Tak hanya itu, mesti pula dilakukan pemuktahiran daftar bank sistemik per enam bulan. Menurutnya, untuk kali pertama penetapan daftar bank sistemik dilakukan paling lambat tiga bulan sejak diundangkannya UU PPKSK. Dengan kata lain, penetapan sistemik tidaknya suatu bank, tak boleh dilakukan saat bank tersebut megalami permasalahan.

Ketiga, penanganan permasalahan bank dengan mengedepankan konsep bail in. Yakni, penanganan permasalahan likuiditas dan solvabilitas bank menggunakan sumber daya bank bersangkutan yang berasal dari pemegang saham dan kreditur bank. Kemudian, hasil pengelolaan asset dan kewajiban bank serta kontribusi industry perbankan. Bambang berpandangan pendekatan tersbeut sejalan dengan rekomendasi Financial Stability Board (FSB). Bahkan menjadi praktik yang lazim diterapkan di negara G-20.

“Melalui pendekatanbail in, diharapkan penanganan permasalahan bank tidak membebani keuangan Negara,” imbuhnya.

Keempat, metode penanganan permasalahan likuditas dan solvabilitas bank diatur secara lengkap dan komprehensif, yakni dilakukan lebih dini antara lain melalui penerapan rencana aksi penyehatan bank (recovery plan) yang ttelah disusun oleh bank. Menurutnya, ketika terjadi permasalahan likuiditas, UU PPKSK mengatur detil mekanisme pemberian pinjaman likuiditas jangka pendek, atau pembiayaan likuiditas jangka pendek berdasarkan prinsip syariah.

Kemudian, bila bank mengalami permasalahan solvabilitas, UU PPKSK memperkenalkan dua metode baru dalam penanganan yang lebih efektif, yakni pengalihan sebagian atau seluruh asset dana tau kewajiban bank kepada bank lain sebagai bank penerima. Selain itu, dapat pula melakukan pengalihan kepada bank baru yang didirika sebagai bank perantara.

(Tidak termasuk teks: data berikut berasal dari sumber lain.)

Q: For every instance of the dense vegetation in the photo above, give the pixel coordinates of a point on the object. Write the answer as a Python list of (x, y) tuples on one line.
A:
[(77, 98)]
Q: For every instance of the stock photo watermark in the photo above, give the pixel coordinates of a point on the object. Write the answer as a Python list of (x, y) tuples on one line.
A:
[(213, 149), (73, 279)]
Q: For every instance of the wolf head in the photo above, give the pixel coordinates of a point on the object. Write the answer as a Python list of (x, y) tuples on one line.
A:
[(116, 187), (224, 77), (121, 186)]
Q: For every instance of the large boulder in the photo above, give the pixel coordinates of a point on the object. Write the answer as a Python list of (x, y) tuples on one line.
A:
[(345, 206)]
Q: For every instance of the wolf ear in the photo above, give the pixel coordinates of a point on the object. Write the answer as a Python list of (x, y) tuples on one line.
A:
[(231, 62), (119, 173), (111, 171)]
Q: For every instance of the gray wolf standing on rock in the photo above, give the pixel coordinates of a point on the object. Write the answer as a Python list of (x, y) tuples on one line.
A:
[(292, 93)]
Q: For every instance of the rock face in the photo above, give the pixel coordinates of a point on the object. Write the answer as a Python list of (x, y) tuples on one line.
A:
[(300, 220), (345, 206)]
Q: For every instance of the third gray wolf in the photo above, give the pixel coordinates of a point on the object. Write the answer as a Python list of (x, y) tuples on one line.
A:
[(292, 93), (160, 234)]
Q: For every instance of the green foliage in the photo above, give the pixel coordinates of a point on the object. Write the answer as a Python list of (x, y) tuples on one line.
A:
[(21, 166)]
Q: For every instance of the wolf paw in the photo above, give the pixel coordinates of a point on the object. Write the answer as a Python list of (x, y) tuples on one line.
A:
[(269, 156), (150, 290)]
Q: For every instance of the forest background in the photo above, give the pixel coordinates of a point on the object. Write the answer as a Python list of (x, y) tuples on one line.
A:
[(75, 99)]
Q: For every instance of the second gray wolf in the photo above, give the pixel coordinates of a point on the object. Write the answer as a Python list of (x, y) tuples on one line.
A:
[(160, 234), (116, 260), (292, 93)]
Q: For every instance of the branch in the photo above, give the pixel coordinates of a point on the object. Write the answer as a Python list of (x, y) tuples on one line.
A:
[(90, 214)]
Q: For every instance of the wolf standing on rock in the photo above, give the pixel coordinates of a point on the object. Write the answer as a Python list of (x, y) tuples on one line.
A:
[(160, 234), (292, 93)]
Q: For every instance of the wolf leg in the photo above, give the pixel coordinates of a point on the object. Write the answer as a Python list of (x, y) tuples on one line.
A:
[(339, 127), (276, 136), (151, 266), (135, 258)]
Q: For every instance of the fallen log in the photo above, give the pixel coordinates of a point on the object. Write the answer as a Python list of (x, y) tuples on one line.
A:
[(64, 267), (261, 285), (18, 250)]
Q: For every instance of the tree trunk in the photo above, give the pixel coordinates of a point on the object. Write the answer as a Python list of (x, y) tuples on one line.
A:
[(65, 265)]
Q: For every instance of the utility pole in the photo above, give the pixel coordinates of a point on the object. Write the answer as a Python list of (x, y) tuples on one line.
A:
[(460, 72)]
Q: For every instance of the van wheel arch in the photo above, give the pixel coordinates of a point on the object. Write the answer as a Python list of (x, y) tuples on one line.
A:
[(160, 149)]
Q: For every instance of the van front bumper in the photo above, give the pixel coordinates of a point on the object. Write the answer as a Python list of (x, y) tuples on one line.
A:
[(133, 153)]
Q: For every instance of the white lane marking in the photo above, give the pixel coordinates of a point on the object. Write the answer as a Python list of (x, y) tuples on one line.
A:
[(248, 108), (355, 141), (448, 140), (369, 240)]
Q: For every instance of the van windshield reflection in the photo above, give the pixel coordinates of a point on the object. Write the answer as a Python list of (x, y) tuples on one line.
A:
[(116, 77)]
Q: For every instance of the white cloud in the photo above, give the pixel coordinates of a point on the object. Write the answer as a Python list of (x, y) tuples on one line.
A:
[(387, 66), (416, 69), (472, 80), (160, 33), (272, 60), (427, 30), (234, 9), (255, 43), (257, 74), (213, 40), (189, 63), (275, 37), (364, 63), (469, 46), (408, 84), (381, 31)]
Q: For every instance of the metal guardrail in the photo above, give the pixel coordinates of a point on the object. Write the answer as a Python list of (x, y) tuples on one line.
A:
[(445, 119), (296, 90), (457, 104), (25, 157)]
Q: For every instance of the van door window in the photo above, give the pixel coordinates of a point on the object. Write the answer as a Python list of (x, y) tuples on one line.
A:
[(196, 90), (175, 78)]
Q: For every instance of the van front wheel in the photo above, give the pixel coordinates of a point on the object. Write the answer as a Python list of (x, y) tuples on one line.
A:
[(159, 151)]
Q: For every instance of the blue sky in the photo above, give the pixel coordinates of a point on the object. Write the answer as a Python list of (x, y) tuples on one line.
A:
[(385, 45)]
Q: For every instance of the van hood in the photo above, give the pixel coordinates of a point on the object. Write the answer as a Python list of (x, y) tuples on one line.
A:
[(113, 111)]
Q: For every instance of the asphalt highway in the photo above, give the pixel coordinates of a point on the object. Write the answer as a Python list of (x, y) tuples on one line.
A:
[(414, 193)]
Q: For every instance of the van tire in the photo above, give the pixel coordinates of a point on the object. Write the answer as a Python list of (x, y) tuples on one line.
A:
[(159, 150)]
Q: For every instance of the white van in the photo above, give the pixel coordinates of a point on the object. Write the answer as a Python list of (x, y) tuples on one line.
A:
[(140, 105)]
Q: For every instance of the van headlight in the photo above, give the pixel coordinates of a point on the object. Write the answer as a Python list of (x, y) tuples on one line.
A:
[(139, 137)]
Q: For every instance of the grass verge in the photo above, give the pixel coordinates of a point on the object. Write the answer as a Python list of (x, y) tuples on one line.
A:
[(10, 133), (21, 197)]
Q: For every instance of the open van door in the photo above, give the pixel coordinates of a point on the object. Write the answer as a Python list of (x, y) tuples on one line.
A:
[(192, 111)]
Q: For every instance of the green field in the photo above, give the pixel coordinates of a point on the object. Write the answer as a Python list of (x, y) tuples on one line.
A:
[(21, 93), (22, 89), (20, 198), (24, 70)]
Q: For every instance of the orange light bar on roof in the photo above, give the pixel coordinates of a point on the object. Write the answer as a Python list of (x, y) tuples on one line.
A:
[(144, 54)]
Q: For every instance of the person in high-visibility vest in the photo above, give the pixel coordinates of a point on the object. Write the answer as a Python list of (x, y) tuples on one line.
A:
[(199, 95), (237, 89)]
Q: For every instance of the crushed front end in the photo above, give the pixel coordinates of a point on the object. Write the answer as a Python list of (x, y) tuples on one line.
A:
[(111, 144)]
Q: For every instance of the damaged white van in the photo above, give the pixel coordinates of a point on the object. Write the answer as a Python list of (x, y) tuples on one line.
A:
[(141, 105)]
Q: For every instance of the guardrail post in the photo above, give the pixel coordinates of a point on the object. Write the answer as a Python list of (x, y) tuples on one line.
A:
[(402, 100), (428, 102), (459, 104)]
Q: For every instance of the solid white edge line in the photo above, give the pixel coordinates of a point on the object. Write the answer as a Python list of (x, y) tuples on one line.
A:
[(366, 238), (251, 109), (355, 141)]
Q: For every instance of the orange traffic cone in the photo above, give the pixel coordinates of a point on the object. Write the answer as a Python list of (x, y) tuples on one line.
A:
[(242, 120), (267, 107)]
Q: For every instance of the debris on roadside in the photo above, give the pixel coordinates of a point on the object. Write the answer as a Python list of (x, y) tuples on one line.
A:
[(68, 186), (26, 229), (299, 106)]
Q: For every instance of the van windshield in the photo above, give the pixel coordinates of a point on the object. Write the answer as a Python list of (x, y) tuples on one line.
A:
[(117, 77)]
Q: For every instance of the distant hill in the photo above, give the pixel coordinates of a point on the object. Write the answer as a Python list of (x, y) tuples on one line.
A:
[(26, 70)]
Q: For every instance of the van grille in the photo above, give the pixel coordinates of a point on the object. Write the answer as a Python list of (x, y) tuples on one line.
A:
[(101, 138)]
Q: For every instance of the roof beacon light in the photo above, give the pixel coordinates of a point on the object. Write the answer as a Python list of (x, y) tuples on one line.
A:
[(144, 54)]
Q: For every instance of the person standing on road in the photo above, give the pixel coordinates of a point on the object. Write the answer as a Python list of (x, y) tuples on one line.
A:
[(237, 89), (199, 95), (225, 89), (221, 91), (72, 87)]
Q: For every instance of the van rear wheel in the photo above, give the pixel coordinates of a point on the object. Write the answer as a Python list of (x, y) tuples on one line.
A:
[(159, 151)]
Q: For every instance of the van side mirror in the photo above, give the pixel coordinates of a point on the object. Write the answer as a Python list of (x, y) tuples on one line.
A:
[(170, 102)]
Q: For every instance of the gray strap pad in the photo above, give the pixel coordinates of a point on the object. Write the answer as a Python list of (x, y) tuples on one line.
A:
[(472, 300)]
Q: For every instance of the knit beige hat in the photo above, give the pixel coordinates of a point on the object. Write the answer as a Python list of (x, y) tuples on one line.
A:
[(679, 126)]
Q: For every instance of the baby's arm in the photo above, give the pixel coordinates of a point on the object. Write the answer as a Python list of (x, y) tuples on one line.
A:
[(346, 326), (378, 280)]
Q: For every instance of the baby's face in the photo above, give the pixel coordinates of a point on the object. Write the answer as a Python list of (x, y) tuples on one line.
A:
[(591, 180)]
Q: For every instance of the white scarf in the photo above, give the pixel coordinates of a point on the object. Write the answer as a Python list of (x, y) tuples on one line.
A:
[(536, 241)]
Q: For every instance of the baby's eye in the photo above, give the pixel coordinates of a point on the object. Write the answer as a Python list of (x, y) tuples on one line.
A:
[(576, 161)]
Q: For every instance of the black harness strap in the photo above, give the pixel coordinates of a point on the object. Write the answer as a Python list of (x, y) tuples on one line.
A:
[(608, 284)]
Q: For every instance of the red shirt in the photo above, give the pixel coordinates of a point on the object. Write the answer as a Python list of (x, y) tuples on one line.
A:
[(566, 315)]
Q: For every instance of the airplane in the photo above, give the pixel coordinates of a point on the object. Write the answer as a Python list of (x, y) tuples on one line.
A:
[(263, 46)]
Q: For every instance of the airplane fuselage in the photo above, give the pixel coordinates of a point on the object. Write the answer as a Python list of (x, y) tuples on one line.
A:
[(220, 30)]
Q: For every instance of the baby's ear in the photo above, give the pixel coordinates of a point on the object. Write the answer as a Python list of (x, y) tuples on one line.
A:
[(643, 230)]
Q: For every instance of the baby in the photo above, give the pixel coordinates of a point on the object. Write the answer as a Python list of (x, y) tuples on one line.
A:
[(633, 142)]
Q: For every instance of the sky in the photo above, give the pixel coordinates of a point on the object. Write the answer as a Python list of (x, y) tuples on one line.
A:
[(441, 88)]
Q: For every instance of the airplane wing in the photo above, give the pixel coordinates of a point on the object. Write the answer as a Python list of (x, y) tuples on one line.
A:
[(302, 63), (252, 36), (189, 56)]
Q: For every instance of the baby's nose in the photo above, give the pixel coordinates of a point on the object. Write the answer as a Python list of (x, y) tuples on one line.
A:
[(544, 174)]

Kelima, presiden selaku kepala negara dan kepala pemerintahan memegang kendali penuh dalam penanganan ksisis system keuangan. Presiden pun bertindak selaku penentu akhir untuk memutuskan kondisi stabilitas sistem keuangan dalam kondisi normal atau krisis sistem keuangan setelah mendapat rekomendasi dari KSSK. Presiden pun dapat memutuskan atau mengakhiri program restrukturisasi perbankan apabila terjadi permasalahan perbankan yang membahayakan perekonomian nasional.

Wakil Ketua Komisi XI M Prakosa mengatakan, UU PPKSK terdiri dari 8 Bab dan 55 pasal. Bab I mengatur ketentuan umum, Bab II mengatur KSSK, Bab III mengatur pencegahan krisis sistem keuangan, Bab IV mengatur penanganan ksisis sistem keuangan. Kemudian Bab V mengatur ketentuan pidana, Bab VI mengatur ketentuan lain-lain, Bab VII mengatur peralihan, dan Bab VIII mengatur penutup.

Politisi Partai Demokrasi Indonesia Perjuangan (PDIP) itu mengatakan, setelah disahkan menjadi UU, menjadi landasan dan payung hukum bagi lembaga dalam upaya memelihara stabilitas sistem keuangan. Menurutnya dengan stabiltas sistem keuangan yang terjaga akan meningkatkan kepercayaan dan kenyamanan masyarakat terhadap sector keuangan.

“Sehingga tercipta iklim perekonomian nasional yang stabil dan tangguh untuk mendukung program-program pembangunan nasional,” pungkasnya.